「ねぇ、カイあとどのくらいで目的地に着くのー?」
山道には慣れているとは言ったが、やはりきつい。
だいぶ歩いたが、景色は変わらず、木、木、木。
「そうですね。まぁ休み休み行ってあと半月くらいじゃないですか。」
「へぇ・・・って半月!?」
そんなにかかるの?
「結構遠いですからね。
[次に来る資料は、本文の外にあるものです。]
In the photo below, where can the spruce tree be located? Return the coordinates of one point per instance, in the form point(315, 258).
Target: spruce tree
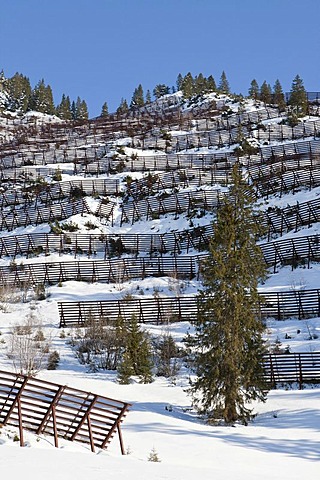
point(265, 93)
point(19, 90)
point(227, 347)
point(187, 86)
point(104, 110)
point(123, 107)
point(64, 108)
point(254, 90)
point(160, 90)
point(148, 97)
point(278, 96)
point(211, 84)
point(42, 99)
point(179, 81)
point(137, 97)
point(298, 97)
point(224, 84)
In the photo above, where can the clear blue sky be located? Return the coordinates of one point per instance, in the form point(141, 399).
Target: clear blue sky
point(102, 49)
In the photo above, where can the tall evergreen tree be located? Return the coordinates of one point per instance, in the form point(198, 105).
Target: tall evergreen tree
point(265, 93)
point(179, 81)
point(254, 90)
point(160, 90)
point(148, 97)
point(278, 96)
point(298, 97)
point(123, 107)
point(224, 84)
point(64, 108)
point(228, 346)
point(19, 90)
point(137, 97)
point(211, 84)
point(104, 110)
point(200, 84)
point(81, 110)
point(42, 99)
point(187, 85)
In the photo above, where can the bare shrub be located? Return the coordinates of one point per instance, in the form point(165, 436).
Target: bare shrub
point(27, 346)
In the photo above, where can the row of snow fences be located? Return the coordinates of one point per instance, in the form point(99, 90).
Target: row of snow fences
point(106, 245)
point(306, 150)
point(38, 215)
point(151, 206)
point(59, 191)
point(293, 252)
point(292, 368)
point(282, 305)
point(116, 270)
point(46, 408)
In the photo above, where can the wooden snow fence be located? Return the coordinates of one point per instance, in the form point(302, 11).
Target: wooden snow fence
point(284, 368)
point(61, 411)
point(281, 305)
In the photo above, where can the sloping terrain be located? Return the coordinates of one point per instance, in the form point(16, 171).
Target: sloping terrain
point(113, 217)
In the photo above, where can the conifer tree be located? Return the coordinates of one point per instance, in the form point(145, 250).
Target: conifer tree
point(160, 90)
point(19, 90)
point(199, 84)
point(211, 84)
point(137, 97)
point(265, 93)
point(278, 96)
point(227, 346)
point(104, 110)
point(73, 110)
point(224, 84)
point(187, 86)
point(123, 107)
point(81, 110)
point(42, 99)
point(254, 90)
point(64, 108)
point(298, 97)
point(148, 97)
point(179, 81)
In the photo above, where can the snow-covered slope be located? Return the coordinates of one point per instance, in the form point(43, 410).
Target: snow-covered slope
point(281, 442)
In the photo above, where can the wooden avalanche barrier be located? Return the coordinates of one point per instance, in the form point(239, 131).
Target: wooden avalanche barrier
point(61, 411)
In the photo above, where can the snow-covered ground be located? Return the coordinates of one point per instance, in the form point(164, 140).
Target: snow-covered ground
point(283, 440)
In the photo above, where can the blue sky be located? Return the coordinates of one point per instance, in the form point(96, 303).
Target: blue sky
point(102, 49)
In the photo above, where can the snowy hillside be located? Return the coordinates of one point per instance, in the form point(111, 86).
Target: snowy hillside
point(120, 209)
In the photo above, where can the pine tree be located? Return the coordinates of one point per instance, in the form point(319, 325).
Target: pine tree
point(19, 90)
point(265, 93)
point(227, 346)
point(298, 97)
point(104, 110)
point(224, 84)
point(64, 108)
point(211, 84)
point(148, 97)
point(81, 111)
point(187, 86)
point(179, 81)
point(278, 96)
point(254, 90)
point(42, 99)
point(160, 90)
point(137, 97)
point(123, 107)
point(199, 84)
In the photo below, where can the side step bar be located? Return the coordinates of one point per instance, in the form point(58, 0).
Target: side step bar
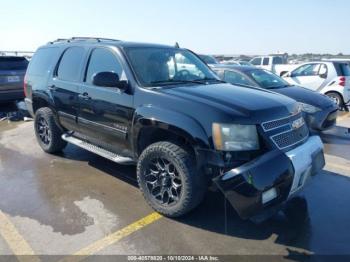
point(97, 150)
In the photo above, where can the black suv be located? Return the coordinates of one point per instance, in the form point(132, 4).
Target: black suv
point(12, 70)
point(162, 108)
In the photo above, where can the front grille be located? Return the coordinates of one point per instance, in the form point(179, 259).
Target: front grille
point(291, 137)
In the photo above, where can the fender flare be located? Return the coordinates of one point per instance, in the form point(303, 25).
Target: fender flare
point(169, 120)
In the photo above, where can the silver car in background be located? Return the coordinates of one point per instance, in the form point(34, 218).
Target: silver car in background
point(331, 78)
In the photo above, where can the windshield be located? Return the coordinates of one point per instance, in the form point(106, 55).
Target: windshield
point(13, 63)
point(156, 66)
point(266, 79)
point(208, 59)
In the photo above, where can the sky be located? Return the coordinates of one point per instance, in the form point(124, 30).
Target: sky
point(204, 26)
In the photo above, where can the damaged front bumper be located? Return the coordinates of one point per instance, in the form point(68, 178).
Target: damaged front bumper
point(272, 178)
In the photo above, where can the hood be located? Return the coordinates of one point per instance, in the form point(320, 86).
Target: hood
point(255, 103)
point(304, 95)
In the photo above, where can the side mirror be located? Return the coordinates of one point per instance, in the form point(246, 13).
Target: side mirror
point(323, 75)
point(323, 72)
point(285, 74)
point(108, 79)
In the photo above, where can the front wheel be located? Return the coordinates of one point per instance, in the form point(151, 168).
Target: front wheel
point(47, 132)
point(168, 178)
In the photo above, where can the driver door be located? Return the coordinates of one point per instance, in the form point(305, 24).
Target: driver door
point(105, 113)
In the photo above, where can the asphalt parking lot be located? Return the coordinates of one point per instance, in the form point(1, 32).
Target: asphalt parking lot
point(80, 203)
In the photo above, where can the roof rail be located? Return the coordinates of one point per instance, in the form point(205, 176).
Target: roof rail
point(78, 38)
point(17, 53)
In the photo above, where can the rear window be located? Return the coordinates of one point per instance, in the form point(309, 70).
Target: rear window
point(13, 63)
point(277, 60)
point(343, 69)
point(42, 61)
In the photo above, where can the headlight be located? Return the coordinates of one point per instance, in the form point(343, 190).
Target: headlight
point(228, 137)
point(309, 108)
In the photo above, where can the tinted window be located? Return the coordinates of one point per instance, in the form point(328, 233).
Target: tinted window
point(236, 78)
point(277, 60)
point(42, 61)
point(266, 79)
point(70, 64)
point(103, 60)
point(266, 61)
point(13, 63)
point(156, 66)
point(256, 61)
point(343, 69)
point(208, 59)
point(306, 70)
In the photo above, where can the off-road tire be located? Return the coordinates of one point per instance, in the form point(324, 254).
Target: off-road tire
point(194, 184)
point(56, 143)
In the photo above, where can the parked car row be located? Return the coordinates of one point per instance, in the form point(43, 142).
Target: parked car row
point(331, 78)
point(164, 110)
point(320, 112)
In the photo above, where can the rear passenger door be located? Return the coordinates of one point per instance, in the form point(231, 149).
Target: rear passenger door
point(105, 112)
point(64, 86)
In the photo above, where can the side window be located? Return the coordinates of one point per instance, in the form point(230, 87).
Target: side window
point(277, 60)
point(42, 61)
point(220, 73)
point(266, 61)
point(256, 61)
point(70, 64)
point(103, 60)
point(236, 78)
point(306, 70)
point(323, 70)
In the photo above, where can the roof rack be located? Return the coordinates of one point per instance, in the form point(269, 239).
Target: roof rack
point(68, 40)
point(17, 53)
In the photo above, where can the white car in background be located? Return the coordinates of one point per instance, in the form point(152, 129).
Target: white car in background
point(274, 63)
point(327, 77)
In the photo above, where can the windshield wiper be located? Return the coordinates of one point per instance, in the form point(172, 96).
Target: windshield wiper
point(174, 82)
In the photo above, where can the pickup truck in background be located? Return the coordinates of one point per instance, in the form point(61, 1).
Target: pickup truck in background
point(275, 64)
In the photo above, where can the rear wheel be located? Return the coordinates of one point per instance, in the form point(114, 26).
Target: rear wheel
point(47, 132)
point(168, 178)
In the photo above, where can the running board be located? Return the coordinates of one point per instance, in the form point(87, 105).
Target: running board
point(97, 150)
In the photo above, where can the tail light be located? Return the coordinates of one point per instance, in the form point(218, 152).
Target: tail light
point(342, 80)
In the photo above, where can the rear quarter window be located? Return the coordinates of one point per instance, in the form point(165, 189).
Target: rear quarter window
point(343, 69)
point(13, 63)
point(42, 61)
point(70, 64)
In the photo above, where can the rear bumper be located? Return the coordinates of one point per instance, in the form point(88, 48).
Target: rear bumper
point(286, 173)
point(11, 95)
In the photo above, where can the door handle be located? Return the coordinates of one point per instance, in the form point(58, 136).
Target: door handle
point(84, 96)
point(53, 88)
しかも極力誰にも見つからない道を選んでるし・・・。」
こちらも振り向かず、足も止めずに私に言った。
「はぁ・・・。」
これからの道のりを考えると、ついため息が出てしまった。
「そろそろ休みます?日も暮れてきたし。」
歩くのに夢中で気にしていなかったけど、辺りはもう薄暗い。
向こうの木の茂みから何か出てきそうで怖い。
・・・どこかで梟がないている。
「休む・・・。あ、あそこに洞窟があるからそこで寝ない?」
薄暗くてよく見えないが、少し進んだところに洞窟らしきものが見えた。
「あー。俺ちょっと中見てきます。」
「私もいく!」
「危ないから外で待っててください。」
えー。
「・・・わかった。」
そういってカイは洞窟の中に入っていった。
数分くらいたつと、カイの声が聞こえたので私も中に入る。
カイは慣れた様子でそのあたりにあった木に火をつけ、たき火を完成させた。
・・・すごい。
「どこで習ったの?」
「これからいく目的地ですよ。野宿の心得はひととおり習いました。」
「すごーい!」
そのあとはカイが作ってくれたご飯を食べ、
「さ、明日に備えて寝といてください。」
と言われたので、マントにくるまって寝ることにした。
洞窟の中は風もなく温かい。
・・・その日は幸せな夢を見ることができた気がした。